Imagine a 5gal bucket with a hole in the bottom. As soon as you start to fill that bucket with water, a little bit will start to leak out the hole. Initially your rate of water going in is greater than the rate of water going out the hole, so the bucket fills up slowly. But then it gets to an equilibrium point where the rate of water going in equals the rate of water going out. If you added more holes, the water would drain faster and your equilibrium water level would drop, conversely if your filling flowrate increased the equilibrium water level would rise. The equilibrium water level is the air temp. How many holes are in the bottom of the bucket, is like how well your room transfers the EM energy it absorbed away.
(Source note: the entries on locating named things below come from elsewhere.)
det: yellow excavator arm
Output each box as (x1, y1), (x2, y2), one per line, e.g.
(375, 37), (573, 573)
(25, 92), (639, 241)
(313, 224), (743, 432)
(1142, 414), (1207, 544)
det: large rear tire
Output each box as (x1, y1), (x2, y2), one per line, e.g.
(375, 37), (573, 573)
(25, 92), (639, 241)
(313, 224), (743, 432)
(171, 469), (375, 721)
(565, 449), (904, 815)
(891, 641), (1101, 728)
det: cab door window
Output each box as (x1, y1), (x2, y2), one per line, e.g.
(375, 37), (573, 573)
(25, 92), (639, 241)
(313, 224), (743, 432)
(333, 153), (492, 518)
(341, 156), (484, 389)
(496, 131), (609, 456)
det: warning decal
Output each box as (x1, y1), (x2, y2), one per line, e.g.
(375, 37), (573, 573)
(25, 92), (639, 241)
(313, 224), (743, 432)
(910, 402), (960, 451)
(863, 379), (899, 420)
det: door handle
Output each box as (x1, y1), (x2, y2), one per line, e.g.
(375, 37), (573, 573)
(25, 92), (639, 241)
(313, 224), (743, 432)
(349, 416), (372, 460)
The size of the bucket is like the heat capacity of your room, the more mass it has the more energy it can hold without increasing its temperature, or how much water you can add before the water level rises an inch (or air temp raises 1°), like the difference between a 5gal bucket and a kiddie pool. If you've only 1 hole, your container is small, and you're pouring water in fast, or running lots of wattage, then your water level is going to rise quickly and your final equilibrium water level will be quite high before equilibrium is met. If your container is large but has only 1 hole, and the flow rate is normal, then it will take quite sometime for the water level to rise, the hole may offset the filling flow rate to the point that you don't see hardly any temp increase, and then the 12hrs of time with lights off, or the filling hose shut off, the drainage hole has been able to drain any buildup it had accumulated throughout the day. You could have a small container, high flow rate, but a high amount of holes and not notice much water level rise. Also, if the outside air or adjacent room is warm, it'll have an effect like reducing the number holes in the bottom of the bucket. Heat travels from hot to cold, so if it's hotter outside, then your room will have to be just a hair hotter before it will begin to conduct any energy away.
You can see now that there's a few factors involved when it comes to ambient temp increase and lighting. Some people may have huge increases to ambient, while some may not even notice it. The thermal conductivity of a wall or barrier, the outside temp, the mass of the wall/barrier all contribute to how a room will transfer energy, but your air temp will never be hotter than the hottest thing in the room. Keep the hottest things cool, and your air temp will also be cool.
Also maybe sealed is your gal, but I think exhausting old and bringing in fresh is a good way of maintaining CO2, also a bit cheaper to remove heat that way, but just my opinion, I don't use CO2 so I can't really give a legitament comment on growth comparison with or without.